Science Sunday: Near Earth Objects

Inspired by this Sci-News article, I was going to write about Near Earth Objects (NEOs) and what would happen if one hit us.

But then Radiolab did it so much better than I could. Take a listen. Or watch it here, with dino-puppets!

So I want to take a different approach to the topic: deflecting a NEO. There’s a lot on the topic on Wikipedia, including links to sources. What I find interesting here are these crunchy bits:

  • “It has been estimated that a velocity change of just 3.5/t × 10−2 m·s−1 (where t is the number of years until potential impact) is needed to successfully deflect a body on a direct collision trajectory.” I don’t want to minimize the challenge here, but that’s not nearly as bad as I’d feared. 0.035 meters per second, divided by the number of years of warning. That’s 1.3 inches per second. Suddenly the task seems feasible. Except…
  • A typical NEO of interest is 140 meters in diameter. Assuming for simplicity that it’s a sphere, that’s 1.43676E+12 cubic centimeters. Assuming a density similar to Earth’s (5.5 grams per cubic centimeter), that’s 7,902,152,721 kilograms. For round numbers, call it 8 million tonnes. We don’t have to move it fast, but there’s a lot of it to move.
  • That means that with one year of warning, we need to impart 4.84E+06 joules of kinetic energy. If it’s one month, we need 6.97E+08 joules. Two years: 1.21E+06. In case it’s not obvious yet, early detection makes a big difference in the cost of deflection!
  • For those (like me) who aren’t accustomed to thinking in joules – especially large numbers of joules – here’s a comparison: “The terajoule (TJ) is equal to one trillion (10^12) joules. About 63 TJ of energy was released by the atomic bomb that exploded over Hiroshima.” So that’s 6.3E+13 joules from a small, primitive atomic blast. That’s 90,000 times what we need for an average NEO with a month’s warning!

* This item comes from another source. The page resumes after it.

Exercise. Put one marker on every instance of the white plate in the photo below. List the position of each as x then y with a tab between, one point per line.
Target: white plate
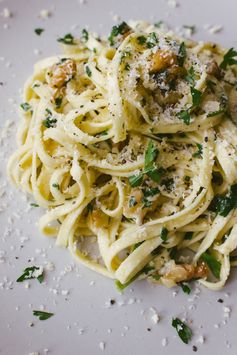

We can do this. It’s a matter of engineering, politics, diplomacy, commerce, logistics, and orbital mechanics, but we can do this.

Now for Science Sunday, I want to look at the story potential in the science, so here are some thoughts…

The figures above are for the smallest NEOs we’re currently tracking. They come larger – more rare, but they do. If I change my spreadsheet for a dinosaur killer (10km across), the energy requirement is 1.76E+12 joules (with one year warning). That’s a little bigger, about 3% of a Hiroshima blast. Still pretty feasible. But with one month warning, it gets a lot worse: 2.54E+14 joules… something like 4 Hiroshimas, assuming 100% of the energy went into moving the rock. It won’t. I’m not a nuclear engineer nor a rocket scientist, so I can’t guess what the actual efficiency would be. No better than 50%, I’m sure, since half the blast points away from the rock. A big nuclear blast ought to do it, if used right, so it’s still possible.

But when we talk about “warning”, what we’re really talking about is time between the blast and the possible impact. If we see that dinosaur killer two years out, but it takes us 22 months to decide to act, we are dead as the dinos. Somehow we have to get that nuclear device out to where the rock is. Right now we spend years – decades, even – planning relatively simple space missions. This one won’t be simple, and it has to be done right the first time. So a major source of story conflict can be the diplomatic and political effort to get people to act when they don’t believe they have to – until it’s too late.

Now I’ve been talking about nuclear deflection because it’s the simplest to calculate and explain, but that’s only one of many proposed methods. Kinetic impact, rocket engines, ion drives, gravity tractors, mass drivers… They’re all different ways to add that tiny delta V to that great big rock; and no matter which method you use, the required change in kinetic energy is the same: a lot, but not impossible.

Of course, as Carl Sagan warned, if you can deflect an asteroid away from the Earth, you can also direct it toward the Earth. That seems suicidal, but it might work for a doomsday weapon.

And always remember: this isn’t fiction, it’s probability. A dinosaur killer hit us before. If we take no action, one will hit us again. It’s only a question of when. We can’t answer that question without data, so watch the skies!